Today, my daughter told me “no more malls, Mommy – we’ll go shopping online.”
How can I honestly tell her that those fears are unwarranted? What have we done to ensure the safety of our children?
Should we also avoid airports? It was just last Friday that a shooting rampage took place at LAX. Naval bases? Schools and universities?
Where is it safe in America today?
Why are Americans so inured to violence and lulled into such a false sense of complacency in the presence of the terror of mass shootings that we tolerate and even promote unlimited ordnance and ammunition available to all, with not more than the click of a mouse? A Google search for online gun purchase revealed no fewer than 55,000,000 (yes, fifty-five million) results. And what a bargain! I have shoes more expensive than some of those guns.
Should you be so inclined, you can buy an assault rifle on websites with particularly enticing URLs such as www.cheaperthandirt.com or www.grabagun.com. I don’t suppose that it is much more involved than ordering the latest best-seller on Amazon. Perhaps they even store your credit card information, for greater ease of purchase.
The shooting last night sparked chaos, lockdown and a manhunt. As of right now, the shooter is still at large. But thankfully, nobody died last night at the Garden State Mall. So, the terror and trauma of this horrific event will not even be counted in the statistics of mass shootings.

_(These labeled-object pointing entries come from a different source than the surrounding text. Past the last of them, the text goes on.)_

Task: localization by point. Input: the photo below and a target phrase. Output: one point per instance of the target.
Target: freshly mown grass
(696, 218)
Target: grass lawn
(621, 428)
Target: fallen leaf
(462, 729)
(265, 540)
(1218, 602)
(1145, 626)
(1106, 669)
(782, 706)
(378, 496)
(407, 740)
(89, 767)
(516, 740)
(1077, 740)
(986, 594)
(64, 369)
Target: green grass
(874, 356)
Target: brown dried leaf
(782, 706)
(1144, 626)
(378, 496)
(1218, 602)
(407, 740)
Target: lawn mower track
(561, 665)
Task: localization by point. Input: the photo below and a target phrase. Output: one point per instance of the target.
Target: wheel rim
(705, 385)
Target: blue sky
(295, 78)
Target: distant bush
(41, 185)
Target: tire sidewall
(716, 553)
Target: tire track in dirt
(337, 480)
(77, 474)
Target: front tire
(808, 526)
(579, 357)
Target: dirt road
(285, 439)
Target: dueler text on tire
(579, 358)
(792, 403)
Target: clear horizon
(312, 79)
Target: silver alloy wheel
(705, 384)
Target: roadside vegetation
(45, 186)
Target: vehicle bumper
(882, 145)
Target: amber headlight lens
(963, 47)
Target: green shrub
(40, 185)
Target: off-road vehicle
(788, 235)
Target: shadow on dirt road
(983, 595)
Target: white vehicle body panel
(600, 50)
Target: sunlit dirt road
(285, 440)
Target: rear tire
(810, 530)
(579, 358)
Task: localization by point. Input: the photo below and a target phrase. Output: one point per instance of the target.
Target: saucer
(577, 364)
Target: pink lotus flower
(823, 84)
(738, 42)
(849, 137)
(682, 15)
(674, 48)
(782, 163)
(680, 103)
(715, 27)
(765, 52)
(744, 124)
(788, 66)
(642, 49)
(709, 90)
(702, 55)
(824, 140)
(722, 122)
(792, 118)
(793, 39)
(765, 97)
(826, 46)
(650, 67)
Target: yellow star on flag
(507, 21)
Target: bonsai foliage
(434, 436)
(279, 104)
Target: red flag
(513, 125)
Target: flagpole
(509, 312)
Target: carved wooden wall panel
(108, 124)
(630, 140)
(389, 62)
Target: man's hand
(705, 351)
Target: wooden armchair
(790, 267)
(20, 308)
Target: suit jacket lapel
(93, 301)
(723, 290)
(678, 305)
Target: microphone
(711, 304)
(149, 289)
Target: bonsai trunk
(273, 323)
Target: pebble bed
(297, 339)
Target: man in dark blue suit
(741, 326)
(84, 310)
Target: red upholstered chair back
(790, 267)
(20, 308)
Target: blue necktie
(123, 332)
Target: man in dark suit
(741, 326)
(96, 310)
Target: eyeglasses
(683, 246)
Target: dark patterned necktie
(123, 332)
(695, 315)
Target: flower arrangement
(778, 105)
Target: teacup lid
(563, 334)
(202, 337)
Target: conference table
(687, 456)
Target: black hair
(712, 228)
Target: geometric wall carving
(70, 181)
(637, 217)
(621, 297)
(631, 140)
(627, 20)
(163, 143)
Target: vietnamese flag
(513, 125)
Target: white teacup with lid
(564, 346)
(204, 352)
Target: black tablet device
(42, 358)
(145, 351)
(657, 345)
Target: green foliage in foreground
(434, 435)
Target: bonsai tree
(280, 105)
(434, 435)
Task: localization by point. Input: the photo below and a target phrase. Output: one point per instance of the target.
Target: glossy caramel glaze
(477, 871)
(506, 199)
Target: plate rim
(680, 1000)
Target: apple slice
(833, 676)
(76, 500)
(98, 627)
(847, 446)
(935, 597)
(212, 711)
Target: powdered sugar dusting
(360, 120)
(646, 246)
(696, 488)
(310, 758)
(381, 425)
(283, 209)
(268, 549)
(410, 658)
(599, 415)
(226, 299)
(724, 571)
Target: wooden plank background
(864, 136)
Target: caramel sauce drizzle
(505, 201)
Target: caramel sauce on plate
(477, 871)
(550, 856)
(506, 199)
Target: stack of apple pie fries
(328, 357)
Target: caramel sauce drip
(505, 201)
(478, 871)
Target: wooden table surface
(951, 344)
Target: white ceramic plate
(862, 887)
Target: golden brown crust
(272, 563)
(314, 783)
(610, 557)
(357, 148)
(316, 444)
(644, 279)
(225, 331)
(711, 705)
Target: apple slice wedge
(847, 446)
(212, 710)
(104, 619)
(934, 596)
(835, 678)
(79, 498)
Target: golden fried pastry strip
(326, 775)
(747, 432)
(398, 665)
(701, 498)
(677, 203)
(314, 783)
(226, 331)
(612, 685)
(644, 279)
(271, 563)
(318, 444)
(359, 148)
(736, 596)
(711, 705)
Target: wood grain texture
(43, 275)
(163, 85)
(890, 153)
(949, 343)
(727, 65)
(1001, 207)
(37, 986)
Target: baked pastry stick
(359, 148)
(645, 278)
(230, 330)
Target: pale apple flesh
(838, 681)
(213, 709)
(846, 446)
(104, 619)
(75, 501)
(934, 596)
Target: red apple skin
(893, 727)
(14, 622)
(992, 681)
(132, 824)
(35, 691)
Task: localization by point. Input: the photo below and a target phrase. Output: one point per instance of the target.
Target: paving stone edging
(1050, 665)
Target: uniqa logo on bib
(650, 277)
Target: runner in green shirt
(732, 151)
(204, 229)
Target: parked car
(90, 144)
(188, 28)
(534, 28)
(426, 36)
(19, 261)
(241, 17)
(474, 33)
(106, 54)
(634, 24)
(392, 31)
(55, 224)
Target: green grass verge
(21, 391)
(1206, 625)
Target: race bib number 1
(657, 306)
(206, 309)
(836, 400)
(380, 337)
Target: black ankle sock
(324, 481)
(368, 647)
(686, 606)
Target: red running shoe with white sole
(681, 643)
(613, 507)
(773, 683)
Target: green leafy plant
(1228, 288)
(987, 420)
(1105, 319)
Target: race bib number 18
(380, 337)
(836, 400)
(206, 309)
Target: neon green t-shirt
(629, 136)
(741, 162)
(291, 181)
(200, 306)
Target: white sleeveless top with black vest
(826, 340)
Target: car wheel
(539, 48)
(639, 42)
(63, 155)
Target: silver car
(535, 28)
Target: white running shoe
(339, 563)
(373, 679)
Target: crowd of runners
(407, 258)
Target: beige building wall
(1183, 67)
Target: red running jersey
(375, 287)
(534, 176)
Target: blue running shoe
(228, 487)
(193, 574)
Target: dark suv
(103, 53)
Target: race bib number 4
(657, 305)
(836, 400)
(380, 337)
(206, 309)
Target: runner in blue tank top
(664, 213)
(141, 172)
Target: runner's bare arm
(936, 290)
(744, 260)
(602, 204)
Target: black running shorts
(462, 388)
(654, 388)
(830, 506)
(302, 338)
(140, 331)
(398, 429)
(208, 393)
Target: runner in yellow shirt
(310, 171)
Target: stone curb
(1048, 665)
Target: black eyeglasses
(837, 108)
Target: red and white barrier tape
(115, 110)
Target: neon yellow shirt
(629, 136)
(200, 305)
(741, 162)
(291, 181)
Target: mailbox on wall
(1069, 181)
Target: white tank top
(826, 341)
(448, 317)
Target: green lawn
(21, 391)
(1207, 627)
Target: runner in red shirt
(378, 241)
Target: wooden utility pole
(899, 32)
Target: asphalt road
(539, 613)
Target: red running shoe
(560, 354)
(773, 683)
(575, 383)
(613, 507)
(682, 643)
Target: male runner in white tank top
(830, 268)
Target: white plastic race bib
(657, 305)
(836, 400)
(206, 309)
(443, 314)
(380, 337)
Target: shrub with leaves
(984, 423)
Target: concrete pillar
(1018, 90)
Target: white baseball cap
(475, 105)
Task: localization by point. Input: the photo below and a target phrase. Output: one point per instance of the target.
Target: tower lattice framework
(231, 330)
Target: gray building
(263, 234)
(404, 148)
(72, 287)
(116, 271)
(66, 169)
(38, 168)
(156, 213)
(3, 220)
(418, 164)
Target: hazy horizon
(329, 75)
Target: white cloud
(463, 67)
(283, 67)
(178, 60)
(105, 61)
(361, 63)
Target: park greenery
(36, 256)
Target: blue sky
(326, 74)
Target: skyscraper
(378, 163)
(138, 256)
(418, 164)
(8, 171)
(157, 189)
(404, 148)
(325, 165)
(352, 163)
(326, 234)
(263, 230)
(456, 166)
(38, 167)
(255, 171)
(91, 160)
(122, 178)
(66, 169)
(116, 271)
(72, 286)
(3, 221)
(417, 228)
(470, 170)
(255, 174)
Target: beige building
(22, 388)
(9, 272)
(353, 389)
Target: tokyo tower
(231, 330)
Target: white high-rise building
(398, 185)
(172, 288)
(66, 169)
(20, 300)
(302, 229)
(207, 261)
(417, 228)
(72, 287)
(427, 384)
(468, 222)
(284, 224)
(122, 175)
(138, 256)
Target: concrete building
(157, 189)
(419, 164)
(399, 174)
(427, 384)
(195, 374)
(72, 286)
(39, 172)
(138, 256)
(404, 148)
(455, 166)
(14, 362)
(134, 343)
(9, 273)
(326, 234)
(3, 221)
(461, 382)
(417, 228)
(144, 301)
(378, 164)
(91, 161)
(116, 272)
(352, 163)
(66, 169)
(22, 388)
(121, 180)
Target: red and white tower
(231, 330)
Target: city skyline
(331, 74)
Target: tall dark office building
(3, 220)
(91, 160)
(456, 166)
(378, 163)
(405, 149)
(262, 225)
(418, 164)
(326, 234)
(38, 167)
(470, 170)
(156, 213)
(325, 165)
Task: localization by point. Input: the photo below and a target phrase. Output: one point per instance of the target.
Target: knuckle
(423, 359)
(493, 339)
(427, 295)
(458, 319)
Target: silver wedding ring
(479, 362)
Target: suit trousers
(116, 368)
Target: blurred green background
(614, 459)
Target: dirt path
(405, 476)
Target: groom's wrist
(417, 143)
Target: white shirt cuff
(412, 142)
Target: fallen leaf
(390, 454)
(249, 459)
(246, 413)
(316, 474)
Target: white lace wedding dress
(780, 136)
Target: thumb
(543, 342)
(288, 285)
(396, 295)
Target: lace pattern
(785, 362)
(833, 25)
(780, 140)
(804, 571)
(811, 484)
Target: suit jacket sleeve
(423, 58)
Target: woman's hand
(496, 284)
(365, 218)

Immediately after Newtown, I wrote about terror and fear, American-style.
What has changed since then?
What shall I tell my daughter?
Almost a year later, what has happened to the earnest and heartfelt oaths that the lives of the innocent children and teachers would not be in vain?
The answer, of course, is not a thing.
A mother-daughter shopping trip to the mall is not supposed to be as fraught as an afternoon in Iraq or Syria. I don’t know what to say to my daughter. I could tell her that the odds are that everything will be fine. But I cannot assure her that we, as a society, are doing everything possible to safeguard her, because the truth is that we have done absolutely nothing.
I am ashamed.
Here in the United States, we are our own terrorists. I feel a lot safer in Tel Aviv.